At school, there was this one kid, Jason, who sat next to me in every single class and he just knew something was wrong. I didn't have a cell phone. I didn't have any friends. I didn't hang out after school. And I was wearing floor-length skirts. It was just weird. After a couple of weeks, he got me to tell him what was going on. He was the president of the Gay-Straight Alliance of the high school. He introduced me to the teacher that supervised it. Jason introduced me to a lawyer, Paul Burke. We decided not to call Child Services because if they were to come into the home and not find anything, I would be left there. I was just telling him everything that had been happening over the last eight months.
We were slowly coming up with a plan. Then I was late to class one day, and these people got a recording saying your child was 15 minutes late. I was told that I wasn't allowed to go to school and I had to wear the backpack and face the wall. So that night, I just left. I left everything -- I took my journal with me and hid out at a bus stop until the buses started running. I asked the bus driver to take me to the high school.
I didn't go all the way through with pressing charges. I just I couldn't handle seeing them every day. But they lost their jobs in these treatment facilities for teenagers and they also had their kids taken away from them. I'm not sure what happened to them after that.
My girlfriend and I talked after I got out. She actually wasn't ever contacted about anything. She and friends had been calling every treatment center and Mormon-run facility in Utah trying to find me the entire time. But since I wasn't in a licensed facility, I was in somebody's home, they weren't able to.
I've never actually stopped talking about it. I'm 23 now. It's been courtroom after courtroom, interview after interview. But being able to move away from Utah and go to Portland and pick my own family was a huge thing for me. I just have nothing but support everywhere.
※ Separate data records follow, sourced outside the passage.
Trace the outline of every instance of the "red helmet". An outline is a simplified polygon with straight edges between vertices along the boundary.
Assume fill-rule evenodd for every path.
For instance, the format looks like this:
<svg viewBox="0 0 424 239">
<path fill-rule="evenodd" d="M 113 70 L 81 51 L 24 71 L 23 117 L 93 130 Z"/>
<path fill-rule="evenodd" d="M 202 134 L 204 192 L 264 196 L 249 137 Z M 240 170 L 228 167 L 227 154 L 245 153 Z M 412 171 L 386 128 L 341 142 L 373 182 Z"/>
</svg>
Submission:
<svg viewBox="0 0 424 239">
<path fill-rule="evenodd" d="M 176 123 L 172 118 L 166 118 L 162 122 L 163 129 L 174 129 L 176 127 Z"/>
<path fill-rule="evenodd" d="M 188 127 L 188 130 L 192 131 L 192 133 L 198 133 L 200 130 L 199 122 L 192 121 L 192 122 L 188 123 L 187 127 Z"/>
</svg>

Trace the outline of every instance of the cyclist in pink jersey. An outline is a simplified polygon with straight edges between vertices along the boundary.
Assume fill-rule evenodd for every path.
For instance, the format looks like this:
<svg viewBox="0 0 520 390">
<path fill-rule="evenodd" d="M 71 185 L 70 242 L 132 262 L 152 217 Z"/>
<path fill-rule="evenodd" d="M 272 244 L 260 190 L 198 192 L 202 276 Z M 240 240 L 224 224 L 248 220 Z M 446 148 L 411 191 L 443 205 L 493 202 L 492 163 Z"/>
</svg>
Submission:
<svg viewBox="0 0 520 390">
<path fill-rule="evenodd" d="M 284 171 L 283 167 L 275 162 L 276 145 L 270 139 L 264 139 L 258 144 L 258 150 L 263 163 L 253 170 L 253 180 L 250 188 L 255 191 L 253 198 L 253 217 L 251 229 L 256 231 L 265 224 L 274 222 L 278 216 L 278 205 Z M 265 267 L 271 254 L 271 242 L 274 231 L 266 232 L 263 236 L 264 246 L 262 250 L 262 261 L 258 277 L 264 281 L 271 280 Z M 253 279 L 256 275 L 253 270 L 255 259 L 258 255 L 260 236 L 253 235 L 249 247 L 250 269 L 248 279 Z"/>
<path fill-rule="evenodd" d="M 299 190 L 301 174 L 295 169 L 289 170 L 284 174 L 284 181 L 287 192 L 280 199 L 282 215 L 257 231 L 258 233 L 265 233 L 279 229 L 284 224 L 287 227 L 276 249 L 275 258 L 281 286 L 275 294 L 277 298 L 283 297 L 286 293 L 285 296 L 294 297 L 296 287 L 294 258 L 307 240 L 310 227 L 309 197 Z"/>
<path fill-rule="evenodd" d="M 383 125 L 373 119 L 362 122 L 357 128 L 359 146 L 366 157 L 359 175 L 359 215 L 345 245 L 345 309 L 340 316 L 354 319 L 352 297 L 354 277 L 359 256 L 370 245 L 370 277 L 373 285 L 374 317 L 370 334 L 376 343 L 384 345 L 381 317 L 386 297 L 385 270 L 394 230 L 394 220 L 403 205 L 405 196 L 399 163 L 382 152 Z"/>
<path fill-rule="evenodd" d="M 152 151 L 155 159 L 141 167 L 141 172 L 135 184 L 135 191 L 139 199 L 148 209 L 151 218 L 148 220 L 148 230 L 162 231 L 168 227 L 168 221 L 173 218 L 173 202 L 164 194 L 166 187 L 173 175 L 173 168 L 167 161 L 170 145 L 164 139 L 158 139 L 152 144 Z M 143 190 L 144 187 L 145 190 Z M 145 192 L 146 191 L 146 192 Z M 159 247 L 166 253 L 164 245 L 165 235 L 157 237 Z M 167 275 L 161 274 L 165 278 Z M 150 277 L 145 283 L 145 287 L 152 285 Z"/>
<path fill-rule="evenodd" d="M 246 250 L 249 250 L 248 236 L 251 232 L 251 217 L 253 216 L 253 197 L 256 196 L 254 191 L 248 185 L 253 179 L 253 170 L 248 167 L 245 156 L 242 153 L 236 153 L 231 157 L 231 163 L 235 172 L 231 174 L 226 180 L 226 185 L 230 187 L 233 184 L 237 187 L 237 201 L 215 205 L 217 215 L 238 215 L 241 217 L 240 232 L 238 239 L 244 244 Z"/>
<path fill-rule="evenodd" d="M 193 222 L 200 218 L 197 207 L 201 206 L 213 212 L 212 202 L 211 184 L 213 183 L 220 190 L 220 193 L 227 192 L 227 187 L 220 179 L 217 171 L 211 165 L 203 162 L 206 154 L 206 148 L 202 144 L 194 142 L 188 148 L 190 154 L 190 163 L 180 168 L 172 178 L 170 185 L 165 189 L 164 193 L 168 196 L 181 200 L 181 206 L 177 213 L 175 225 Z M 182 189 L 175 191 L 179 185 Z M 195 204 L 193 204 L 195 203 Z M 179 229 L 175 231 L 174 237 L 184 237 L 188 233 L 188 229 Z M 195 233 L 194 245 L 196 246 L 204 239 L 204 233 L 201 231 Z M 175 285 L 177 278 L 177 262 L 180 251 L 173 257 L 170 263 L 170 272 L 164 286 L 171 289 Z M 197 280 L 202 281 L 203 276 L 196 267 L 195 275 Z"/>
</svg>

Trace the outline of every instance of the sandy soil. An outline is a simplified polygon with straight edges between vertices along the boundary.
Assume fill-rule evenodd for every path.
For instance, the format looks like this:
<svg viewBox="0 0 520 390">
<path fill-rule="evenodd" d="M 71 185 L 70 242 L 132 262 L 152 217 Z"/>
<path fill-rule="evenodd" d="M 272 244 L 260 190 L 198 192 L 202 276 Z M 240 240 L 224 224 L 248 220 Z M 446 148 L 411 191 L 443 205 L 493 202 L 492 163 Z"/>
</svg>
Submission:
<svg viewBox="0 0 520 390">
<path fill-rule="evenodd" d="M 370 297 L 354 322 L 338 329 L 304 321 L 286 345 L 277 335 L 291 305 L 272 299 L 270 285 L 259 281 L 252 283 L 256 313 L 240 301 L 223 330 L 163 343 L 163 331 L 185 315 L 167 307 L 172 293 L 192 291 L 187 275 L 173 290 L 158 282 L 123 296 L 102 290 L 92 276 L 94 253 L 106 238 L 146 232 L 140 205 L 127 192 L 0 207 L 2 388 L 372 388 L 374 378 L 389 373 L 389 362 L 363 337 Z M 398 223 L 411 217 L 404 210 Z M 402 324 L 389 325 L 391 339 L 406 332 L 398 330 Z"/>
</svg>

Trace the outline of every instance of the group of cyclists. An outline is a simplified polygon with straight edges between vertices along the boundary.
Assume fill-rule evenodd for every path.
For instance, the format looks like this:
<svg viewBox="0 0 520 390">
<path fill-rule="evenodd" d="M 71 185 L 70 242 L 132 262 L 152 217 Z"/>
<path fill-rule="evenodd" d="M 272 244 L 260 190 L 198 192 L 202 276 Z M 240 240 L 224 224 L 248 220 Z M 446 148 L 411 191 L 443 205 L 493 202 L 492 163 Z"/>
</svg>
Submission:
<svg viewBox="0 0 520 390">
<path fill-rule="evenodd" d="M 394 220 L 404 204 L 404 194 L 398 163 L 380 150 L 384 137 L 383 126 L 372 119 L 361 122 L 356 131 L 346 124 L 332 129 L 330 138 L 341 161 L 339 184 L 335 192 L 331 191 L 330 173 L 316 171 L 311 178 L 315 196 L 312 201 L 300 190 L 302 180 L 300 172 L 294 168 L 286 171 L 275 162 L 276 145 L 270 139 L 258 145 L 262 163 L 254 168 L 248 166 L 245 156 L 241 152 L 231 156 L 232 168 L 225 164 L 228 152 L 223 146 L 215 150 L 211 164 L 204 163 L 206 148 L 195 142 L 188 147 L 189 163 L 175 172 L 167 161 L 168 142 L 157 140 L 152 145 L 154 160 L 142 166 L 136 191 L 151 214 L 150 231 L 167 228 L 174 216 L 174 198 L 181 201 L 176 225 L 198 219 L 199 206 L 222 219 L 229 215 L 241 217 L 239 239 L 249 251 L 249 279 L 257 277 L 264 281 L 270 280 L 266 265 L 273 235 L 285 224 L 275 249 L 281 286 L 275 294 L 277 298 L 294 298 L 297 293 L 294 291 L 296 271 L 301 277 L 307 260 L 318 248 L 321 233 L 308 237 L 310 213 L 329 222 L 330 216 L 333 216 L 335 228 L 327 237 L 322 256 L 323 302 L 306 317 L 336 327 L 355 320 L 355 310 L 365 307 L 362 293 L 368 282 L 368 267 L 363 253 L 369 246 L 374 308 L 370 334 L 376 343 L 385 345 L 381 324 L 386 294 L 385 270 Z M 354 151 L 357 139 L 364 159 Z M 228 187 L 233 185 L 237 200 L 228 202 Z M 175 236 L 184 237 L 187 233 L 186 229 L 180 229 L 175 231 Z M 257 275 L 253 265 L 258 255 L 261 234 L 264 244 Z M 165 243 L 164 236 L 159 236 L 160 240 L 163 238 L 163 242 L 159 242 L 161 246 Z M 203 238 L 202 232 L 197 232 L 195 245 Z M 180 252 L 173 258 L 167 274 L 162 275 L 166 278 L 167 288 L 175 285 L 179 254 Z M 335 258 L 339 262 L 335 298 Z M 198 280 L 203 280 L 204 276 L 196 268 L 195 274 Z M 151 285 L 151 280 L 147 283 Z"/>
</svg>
Even from my parents now, they're incredibly supportive. They've read my book. They are just so sweet. I don't blame them. I don't think my parents sent me away to be tortured. I don't think any parent can or wants to do that to their child. What my parents did, they did because they wanted to save me from eternal damnation. In their opinion, and in their mind, they were doing what was best for me. I can't blame them for that. It was wrong, and it sucked. It was really terrible. But it wasn't done because my parents are malicious. It was done out of ignorance.
Sharing my story, the first people that I think about are parents who are considering sending their child away to conversion therapy, parents that are scared. Those are the people that I want to reach.
ALEX COOPER is a recruitment manager for a Portland-based company assisting nonprofits. With Joanna Brooks, she wrote the book Saving Alex, released in 2016. She is now a youth ambassador with the Human Rights Campaign.